Er ist eher als Citymobil im Format eines ebenfalls elektrisch angetriebenen Citroën Ami gedacht, den es baugleich auch als Opel Rocks-e gibt. Diesen in L6e eingestuften Leichtkraftwagen mit maximal 45 km/h gegenüber besitzt er allerdings den großen Vorteil, im Stadtverkehr problemlos mithalten zu können, statt aufgrund einer kaum nachvollziehbaren Entscheidung des Gesetzgebers wegen fehlender 5 km/h häufiger als nötig überholt zu werden.

Dafür, dass der 2,52 Meter lange Microlino mit seinem Wendekreis von nur 7,40 Metern vor allem für die Innenstadt taugt, ist der Preis von 22.690 Euro für die zweifarbige Pioneer-Variante als Startmodell allerdings schmerzhaft teuer. Daran ändert auch nichts, dass die gerade einmal 1,47 Meter schmale Schweizer Knutschkugel mit dem mittleren 10,5-kWh-Akkupaket immerhin 177 Kilometer zurücklegen kann, ehe er wieder an die Steckdose muss. Später folgt ein Basismodell mit einem 6-kWh-Akku, das knapp 18.000 Euro kosten soll. Selbst für Schweizer Verhältnisse erscheinen die Preise üppig.

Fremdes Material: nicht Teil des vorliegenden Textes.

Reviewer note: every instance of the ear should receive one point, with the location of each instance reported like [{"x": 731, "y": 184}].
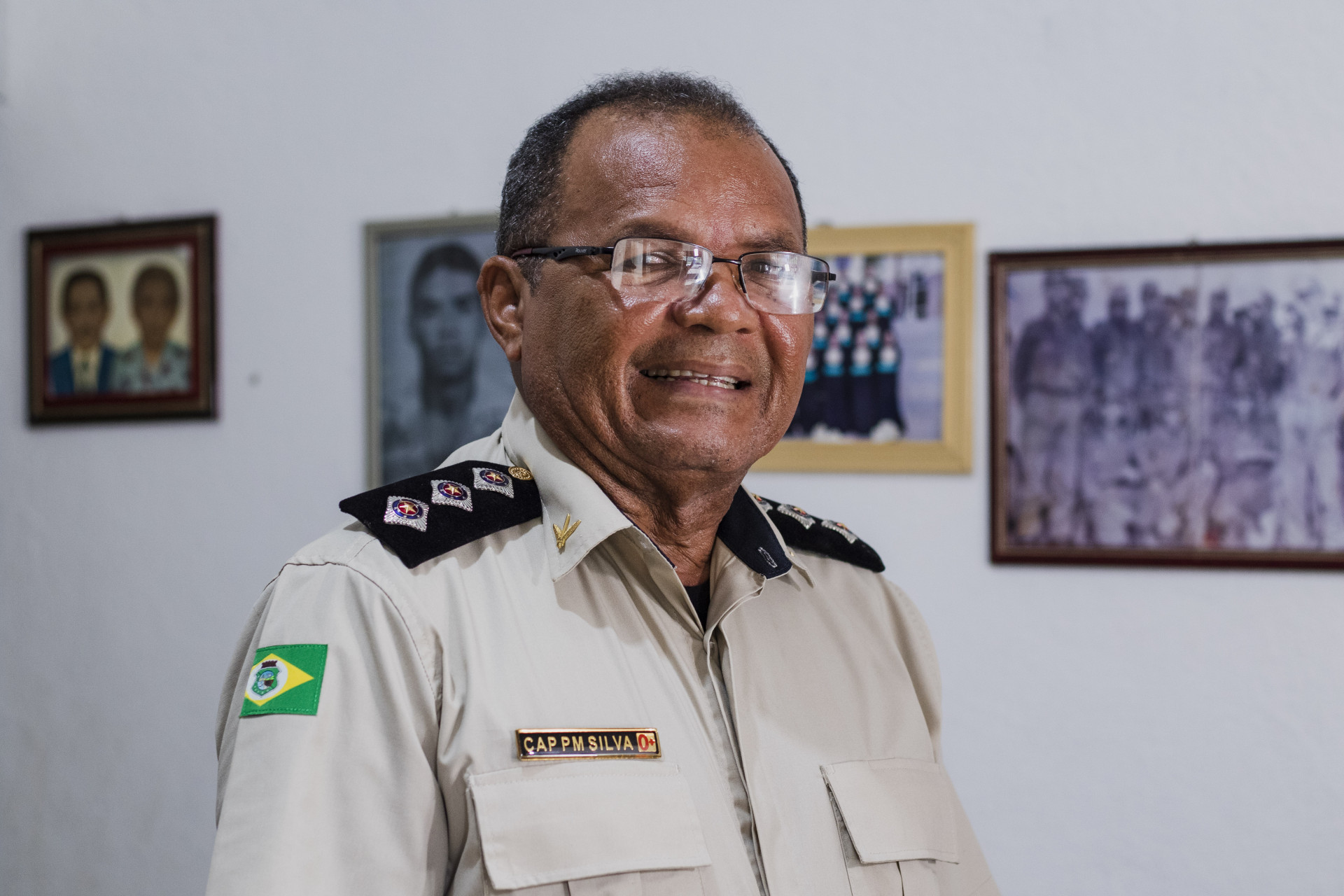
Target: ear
[{"x": 504, "y": 293}]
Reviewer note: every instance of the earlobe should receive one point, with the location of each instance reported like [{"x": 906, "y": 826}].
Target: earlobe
[{"x": 504, "y": 293}]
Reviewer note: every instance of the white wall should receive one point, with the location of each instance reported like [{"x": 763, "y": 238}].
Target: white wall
[{"x": 1110, "y": 731}]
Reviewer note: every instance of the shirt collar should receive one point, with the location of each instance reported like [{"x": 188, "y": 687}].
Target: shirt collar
[
  {"x": 566, "y": 491},
  {"x": 569, "y": 492}
]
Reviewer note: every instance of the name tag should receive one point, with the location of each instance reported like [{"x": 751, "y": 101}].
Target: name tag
[{"x": 588, "y": 743}]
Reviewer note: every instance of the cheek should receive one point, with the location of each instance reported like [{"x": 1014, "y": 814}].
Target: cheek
[{"x": 790, "y": 343}]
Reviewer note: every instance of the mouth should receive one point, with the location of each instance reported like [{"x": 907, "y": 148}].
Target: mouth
[{"x": 698, "y": 378}]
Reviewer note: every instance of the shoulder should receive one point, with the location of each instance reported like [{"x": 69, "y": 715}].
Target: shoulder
[
  {"x": 830, "y": 539},
  {"x": 429, "y": 514}
]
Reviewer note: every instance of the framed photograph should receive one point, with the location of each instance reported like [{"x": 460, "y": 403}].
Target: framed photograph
[
  {"x": 1170, "y": 405},
  {"x": 121, "y": 321},
  {"x": 436, "y": 377},
  {"x": 889, "y": 378}
]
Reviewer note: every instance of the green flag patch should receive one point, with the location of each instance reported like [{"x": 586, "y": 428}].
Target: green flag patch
[{"x": 288, "y": 679}]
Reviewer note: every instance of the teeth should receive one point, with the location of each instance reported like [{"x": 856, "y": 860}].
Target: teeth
[{"x": 694, "y": 377}]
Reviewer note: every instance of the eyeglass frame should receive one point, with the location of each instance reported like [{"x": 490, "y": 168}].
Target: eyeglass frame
[{"x": 561, "y": 253}]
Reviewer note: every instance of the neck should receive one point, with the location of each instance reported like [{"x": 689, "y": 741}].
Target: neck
[{"x": 679, "y": 510}]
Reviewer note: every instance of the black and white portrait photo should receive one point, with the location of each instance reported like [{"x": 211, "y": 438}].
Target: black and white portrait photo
[
  {"x": 121, "y": 320},
  {"x": 437, "y": 378},
  {"x": 1189, "y": 407}
]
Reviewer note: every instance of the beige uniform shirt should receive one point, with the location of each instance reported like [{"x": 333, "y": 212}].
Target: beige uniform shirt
[{"x": 797, "y": 735}]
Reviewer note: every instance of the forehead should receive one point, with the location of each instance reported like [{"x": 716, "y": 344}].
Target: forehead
[{"x": 676, "y": 176}]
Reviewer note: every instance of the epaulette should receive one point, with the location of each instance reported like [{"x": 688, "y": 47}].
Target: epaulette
[
  {"x": 831, "y": 539},
  {"x": 429, "y": 514}
]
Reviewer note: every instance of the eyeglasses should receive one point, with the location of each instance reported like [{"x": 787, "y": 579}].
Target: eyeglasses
[{"x": 668, "y": 270}]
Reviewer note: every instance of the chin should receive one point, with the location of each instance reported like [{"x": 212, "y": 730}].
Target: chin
[{"x": 696, "y": 448}]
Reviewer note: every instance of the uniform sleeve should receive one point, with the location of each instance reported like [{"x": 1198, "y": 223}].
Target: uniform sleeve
[
  {"x": 344, "y": 799},
  {"x": 969, "y": 876}
]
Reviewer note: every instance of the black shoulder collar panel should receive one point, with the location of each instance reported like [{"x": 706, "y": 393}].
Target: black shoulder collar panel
[
  {"x": 432, "y": 514},
  {"x": 806, "y": 532},
  {"x": 746, "y": 533}
]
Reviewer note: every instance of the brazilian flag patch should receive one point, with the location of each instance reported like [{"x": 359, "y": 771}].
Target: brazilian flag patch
[{"x": 288, "y": 679}]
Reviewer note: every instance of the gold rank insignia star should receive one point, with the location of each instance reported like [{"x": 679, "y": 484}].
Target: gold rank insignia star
[{"x": 562, "y": 533}]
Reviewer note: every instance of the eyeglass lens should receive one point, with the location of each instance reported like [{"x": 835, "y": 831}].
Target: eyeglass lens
[{"x": 670, "y": 270}]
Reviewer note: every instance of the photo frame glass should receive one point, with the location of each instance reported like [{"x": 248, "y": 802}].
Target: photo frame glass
[
  {"x": 1171, "y": 406},
  {"x": 888, "y": 378},
  {"x": 121, "y": 321},
  {"x": 436, "y": 377}
]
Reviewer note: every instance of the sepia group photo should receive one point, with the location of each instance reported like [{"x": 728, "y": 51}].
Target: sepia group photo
[{"x": 1193, "y": 407}]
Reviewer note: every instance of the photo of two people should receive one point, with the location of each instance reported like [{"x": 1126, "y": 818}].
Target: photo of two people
[
  {"x": 158, "y": 358},
  {"x": 121, "y": 321}
]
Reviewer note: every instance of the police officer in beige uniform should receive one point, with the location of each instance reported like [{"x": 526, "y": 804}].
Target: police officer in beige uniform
[{"x": 580, "y": 657}]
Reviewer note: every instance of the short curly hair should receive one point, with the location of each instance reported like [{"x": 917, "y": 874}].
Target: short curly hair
[{"x": 530, "y": 199}]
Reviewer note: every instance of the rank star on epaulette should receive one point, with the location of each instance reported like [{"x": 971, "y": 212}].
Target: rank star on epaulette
[
  {"x": 451, "y": 493},
  {"x": 797, "y": 514},
  {"x": 483, "y": 477},
  {"x": 406, "y": 512}
]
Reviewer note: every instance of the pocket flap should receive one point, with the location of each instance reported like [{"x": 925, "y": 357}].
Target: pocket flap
[
  {"x": 895, "y": 809},
  {"x": 542, "y": 825}
]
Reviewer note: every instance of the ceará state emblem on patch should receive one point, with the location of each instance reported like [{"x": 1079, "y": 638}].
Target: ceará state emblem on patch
[{"x": 286, "y": 679}]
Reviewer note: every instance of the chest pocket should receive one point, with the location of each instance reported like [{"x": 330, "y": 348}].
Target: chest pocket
[
  {"x": 594, "y": 828},
  {"x": 897, "y": 822}
]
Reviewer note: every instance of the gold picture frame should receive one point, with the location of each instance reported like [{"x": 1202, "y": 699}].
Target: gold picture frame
[{"x": 823, "y": 448}]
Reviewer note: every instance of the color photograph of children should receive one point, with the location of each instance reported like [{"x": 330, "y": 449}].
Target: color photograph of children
[{"x": 875, "y": 370}]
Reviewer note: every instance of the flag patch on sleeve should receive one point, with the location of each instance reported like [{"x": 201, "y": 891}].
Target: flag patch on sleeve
[{"x": 286, "y": 679}]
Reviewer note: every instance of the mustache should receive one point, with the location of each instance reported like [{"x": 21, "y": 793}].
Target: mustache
[{"x": 710, "y": 349}]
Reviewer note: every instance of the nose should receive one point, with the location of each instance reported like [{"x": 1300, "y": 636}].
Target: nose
[{"x": 721, "y": 305}]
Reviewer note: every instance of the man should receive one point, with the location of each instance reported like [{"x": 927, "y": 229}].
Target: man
[
  {"x": 1051, "y": 378},
  {"x": 85, "y": 365},
  {"x": 1110, "y": 480},
  {"x": 447, "y": 328},
  {"x": 155, "y": 363},
  {"x": 580, "y": 659},
  {"x": 1310, "y": 469}
]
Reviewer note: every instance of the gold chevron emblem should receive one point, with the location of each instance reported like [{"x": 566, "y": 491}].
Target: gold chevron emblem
[{"x": 562, "y": 533}]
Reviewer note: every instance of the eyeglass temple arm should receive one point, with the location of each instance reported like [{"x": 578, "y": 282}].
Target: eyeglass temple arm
[{"x": 561, "y": 253}]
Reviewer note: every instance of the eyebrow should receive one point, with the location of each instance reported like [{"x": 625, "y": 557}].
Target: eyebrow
[{"x": 765, "y": 241}]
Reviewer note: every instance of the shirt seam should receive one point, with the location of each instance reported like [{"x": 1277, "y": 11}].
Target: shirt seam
[{"x": 394, "y": 603}]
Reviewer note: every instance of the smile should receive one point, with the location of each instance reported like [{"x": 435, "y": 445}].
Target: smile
[{"x": 702, "y": 379}]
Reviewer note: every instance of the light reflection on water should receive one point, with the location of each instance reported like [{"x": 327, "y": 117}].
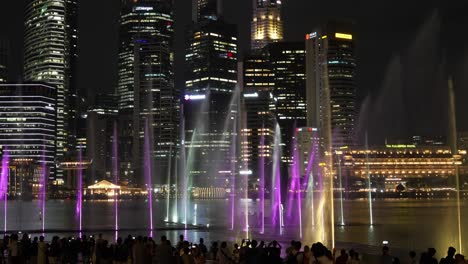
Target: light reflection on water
[{"x": 407, "y": 224}]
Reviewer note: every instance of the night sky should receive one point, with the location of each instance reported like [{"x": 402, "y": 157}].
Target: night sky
[{"x": 405, "y": 51}]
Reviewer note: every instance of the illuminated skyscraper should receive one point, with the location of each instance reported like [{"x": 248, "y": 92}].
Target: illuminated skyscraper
[
  {"x": 288, "y": 65},
  {"x": 158, "y": 102},
  {"x": 211, "y": 58},
  {"x": 331, "y": 87},
  {"x": 3, "y": 61},
  {"x": 49, "y": 57},
  {"x": 258, "y": 72},
  {"x": 266, "y": 26},
  {"x": 101, "y": 120},
  {"x": 28, "y": 121},
  {"x": 146, "y": 83},
  {"x": 210, "y": 113},
  {"x": 139, "y": 20},
  {"x": 207, "y": 10}
]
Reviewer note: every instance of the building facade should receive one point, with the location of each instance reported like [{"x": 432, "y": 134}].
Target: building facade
[
  {"x": 145, "y": 71},
  {"x": 266, "y": 25},
  {"x": 410, "y": 166},
  {"x": 288, "y": 64},
  {"x": 50, "y": 43},
  {"x": 28, "y": 122},
  {"x": 158, "y": 103},
  {"x": 331, "y": 87},
  {"x": 207, "y": 10},
  {"x": 3, "y": 61},
  {"x": 101, "y": 136},
  {"x": 211, "y": 101}
]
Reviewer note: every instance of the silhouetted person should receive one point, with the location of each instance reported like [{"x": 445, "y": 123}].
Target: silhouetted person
[
  {"x": 342, "y": 258},
  {"x": 41, "y": 251},
  {"x": 321, "y": 254},
  {"x": 202, "y": 247},
  {"x": 428, "y": 257},
  {"x": 449, "y": 259},
  {"x": 180, "y": 244},
  {"x": 411, "y": 257},
  {"x": 386, "y": 258},
  {"x": 164, "y": 251}
]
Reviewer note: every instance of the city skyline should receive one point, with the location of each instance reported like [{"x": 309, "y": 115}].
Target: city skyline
[
  {"x": 262, "y": 119},
  {"x": 410, "y": 26}
]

Alle Versionen fahren mit Heckantrieb, der 12,5 kW leistet und 89 Nm Drehmoment bietet. Das reicht für einen Ampelspurt von 0 auf Tempo 50 in fünf Sekunden. Der Normverbrauch des Italo-Schweizers wird im WLTP mit knapp sechs kWh pro 100 Kilometer angegeben. Die Einzelradaufhängung für alle Räder ist ein Vorteil; die verschiedenen Achsbreiten ein Nachteil für den Komfort.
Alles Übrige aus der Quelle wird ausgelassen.